• 13 SEP 16
    • 0
    The Carrot and The Stick

    The Carrot and The Stick

    By Dr. Kenneth Rothaus

    Many of the big health insurance companies are withdrawing from the exchanges established under Obamacare. These exchanges represented one of the major innovations of the ACA.  One of the other pillars of cost savings in the Affordable Care Act was the Affordable Care Organization (ACO).  These too may be losing participants.

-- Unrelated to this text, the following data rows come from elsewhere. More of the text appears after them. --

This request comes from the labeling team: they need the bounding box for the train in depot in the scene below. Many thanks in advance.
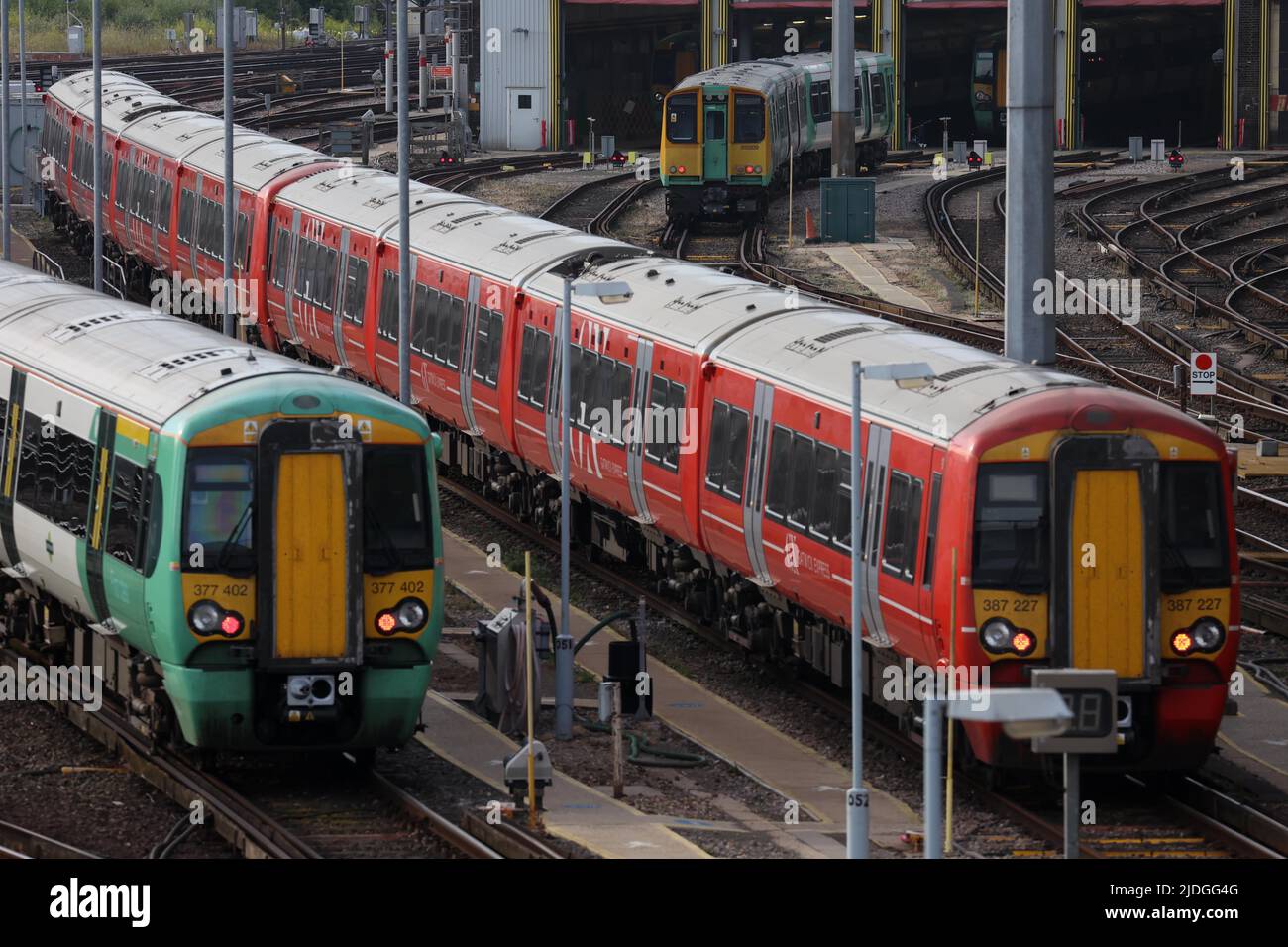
[660,52,894,224]
[46,71,1240,771]
[0,263,442,755]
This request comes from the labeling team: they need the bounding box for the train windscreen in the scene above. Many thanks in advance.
[666,91,698,143]
[1159,462,1231,592]
[971,464,1051,592]
[733,93,765,143]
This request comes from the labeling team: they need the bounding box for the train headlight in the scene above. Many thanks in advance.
[979,618,1015,655]
[188,599,224,635]
[979,618,1038,657]
[219,612,246,638]
[1190,618,1225,651]
[394,598,429,631]
[376,598,429,635]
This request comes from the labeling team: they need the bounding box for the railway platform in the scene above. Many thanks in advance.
[429,530,921,858]
[1210,654,1288,796]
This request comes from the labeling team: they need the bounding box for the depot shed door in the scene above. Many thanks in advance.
[506,89,546,150]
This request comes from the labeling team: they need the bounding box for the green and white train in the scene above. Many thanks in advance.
[661,52,896,223]
[0,263,443,753]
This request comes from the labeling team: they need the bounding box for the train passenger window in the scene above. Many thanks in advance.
[971,463,1051,592]
[703,111,725,142]
[233,214,250,270]
[362,447,434,575]
[156,177,174,233]
[733,93,765,142]
[16,412,94,536]
[787,434,814,530]
[808,443,840,543]
[376,269,398,342]
[183,447,255,575]
[340,257,368,326]
[1159,462,1231,592]
[532,330,550,407]
[872,72,885,119]
[435,292,465,368]
[473,309,503,388]
[108,164,132,210]
[411,282,438,355]
[881,471,921,581]
[519,326,537,402]
[271,220,291,290]
[639,374,693,471]
[707,401,748,500]
[104,456,143,566]
[832,451,853,553]
[765,424,793,520]
[921,474,944,588]
[666,93,698,143]
[177,188,194,245]
[707,401,729,491]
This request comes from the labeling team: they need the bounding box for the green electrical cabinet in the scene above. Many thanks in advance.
[819,177,877,244]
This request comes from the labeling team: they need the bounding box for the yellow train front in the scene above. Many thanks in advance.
[952,389,1240,771]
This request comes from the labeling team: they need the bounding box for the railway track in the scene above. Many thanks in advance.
[0,639,528,858]
[439,476,1288,858]
[0,821,99,860]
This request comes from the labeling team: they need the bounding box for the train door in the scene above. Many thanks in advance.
[257,420,362,664]
[742,381,774,586]
[702,90,729,180]
[626,339,656,523]
[546,305,572,476]
[85,408,116,634]
[0,362,27,567]
[460,275,483,434]
[860,424,890,648]
[282,210,300,346]
[1051,438,1159,683]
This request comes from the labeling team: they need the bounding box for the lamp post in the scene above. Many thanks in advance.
[923,690,1073,858]
[555,275,631,740]
[845,361,935,858]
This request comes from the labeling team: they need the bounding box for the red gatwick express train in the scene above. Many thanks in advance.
[44,73,1240,771]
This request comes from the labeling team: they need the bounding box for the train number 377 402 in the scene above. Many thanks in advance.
[371,582,425,595]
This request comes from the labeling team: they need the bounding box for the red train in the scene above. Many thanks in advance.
[44,73,1240,770]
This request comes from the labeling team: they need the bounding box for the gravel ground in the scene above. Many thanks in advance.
[439,493,1047,857]
[434,562,810,857]
[0,701,236,858]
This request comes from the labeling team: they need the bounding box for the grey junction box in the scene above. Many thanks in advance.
[819,177,877,244]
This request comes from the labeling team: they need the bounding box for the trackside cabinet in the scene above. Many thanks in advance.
[819,177,877,244]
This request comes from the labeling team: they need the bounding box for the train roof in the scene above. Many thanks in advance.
[711,307,1094,441]
[675,49,890,91]
[0,262,326,427]
[49,72,183,136]
[276,167,628,286]
[183,129,336,192]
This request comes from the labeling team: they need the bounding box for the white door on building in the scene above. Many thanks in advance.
[506,89,546,150]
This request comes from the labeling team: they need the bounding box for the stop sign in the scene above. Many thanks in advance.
[1190,352,1216,394]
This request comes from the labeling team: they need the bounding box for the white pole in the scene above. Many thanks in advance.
[555,275,574,740]
[0,0,9,261]
[386,0,416,404]
[223,0,237,335]
[94,0,101,292]
[845,362,868,858]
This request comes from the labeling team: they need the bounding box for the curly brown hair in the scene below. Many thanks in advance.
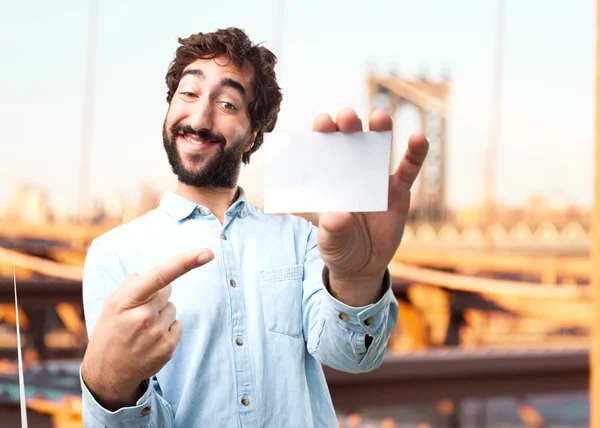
[165,27,282,163]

    In 2006, Elliott Fisher and his colleagues of Dartmouth Medical School published a landmark paper that became the basis for the ACO. The concept theoretically had some validity.  Put simply, before the Affordable Care Act, Medicare held physicians responsible for the quality and cost of health care.  As most of the Medicare rated physicians worked in or were affiliated with a hospital, it made sense to the authors to judge the hospital and physicians as a unit. In other words, they would be jointly held accountable for the cost and quality of the care delivered.  Each ACO would be required to meet unique benchmarks and goals of quality and cost savings determined by the Center for Medicare and Medicaid Innovation.  (This center was created by the Affordable Care Act to find ways to save Medicare money without hurting the quality of care delivered.)

    Naturally, as the birthplace of the concept of the ACO, Dartmouth Medical School established an Affordable Care Organization after the Affordable Care Act became law.  Because of mounting losses, Dartmouth closed its ACO last year. According to the Darmouth ACO, continuing losses under the formulas established by Medicare could not be sustained.

    Did Dartmouth fail to deliver quality care? NO!

    Did Dartmouth fail to reduce costs of delivery of care? NO!

    What they failed to do was to meet the money saving benchmarks established by Federal officials.  By failing to meet these goals, Dartmouth had to return monies received to Medicare, a total amounting to $3,600,000.  It seems logical that Dartmouth should have been rewarded for improving care and reducing costs.  Under the logic of the ACA it was punished.  It seems that the law has placed a stick where it would be better served by a carrot!

    Do you think Dartmouth was unfairly punished? Should the responsible Federal Officials have provided a safety net for this and other pillars of ACO/ACA?